Democracia fortalecida

Os extremos se fortalecem em momentos de instabilidade, mas o eleitor premiou governantes que mostraram responsabilidade diante da pandemia. O índice de reeleitos cresceu, especialmente por causa dos prefeitos que mostraram coerência e firmeza na crise sanitária. Aí, o Brasil também reproduziu a mesma dinâmica que os EUA exibiram em novembro. A resposta errática à pandemia foi uma das principais causas da derrota de Donald Trump e do triunfo de Joe Biden. O democrata é um nome do establishment político que representa a experiência e o comedimento. Como também aconteceu nos EUA, outro elemento importante para frear os fanáticos foi o maior controle das redes sociais. Lá, isso foi determinante para desarmar a máquina de desinformação de Trump. Aqui, teve efeito semelhante nas hostes bolsonaristas. As redes estiveram mais atentas e coibiram a propaganda de ódio e a propagação de notícias falsas.
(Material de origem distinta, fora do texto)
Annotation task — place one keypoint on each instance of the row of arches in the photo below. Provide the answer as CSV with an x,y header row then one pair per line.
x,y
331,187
Ainda mais importante, os inquéritos do STF que investigam os atos antidemocráticos e as fake news estão produzindo efeitos práticos e fecham o cerco sobre as milícias digitais. A lisura do pleito marcou um anticlímax para os fanáticos. Ao invés de confrontos e instabilidade, houve uma campanha mais civilizada em cidades como São Paulo. Os debates também saíram do patamar puramente ideológico para abordar planos de governo e propostas concretas. Que essa tendência se firme até o próximo ciclo eleitoral. É uma lição para as forças que tentaram, mas não conseguiram, abalar a democracia. Precisarão se reinventar para sobreviver. O bolsonarismo ganhou tração prometendo acabar com a velha política, mas reuniu os piores vícios da nossa história institucional, inclusive a ameaça de retrocesso autoritário. O petismo emergiu como esperança para diminuir a desigualdade e acabar com os vícios e crimes na administração pública. Mas entregou a maior recessão da história e um esquema gigantesco de corrupção que deformou a própria democracia. Cansado de ilusões e promessas levianas, o eleitor mostrou que espera mais realismo. No mundo, como no Brasil, é hora de voltar à normalidade e trilhar um caminho mais construtivo.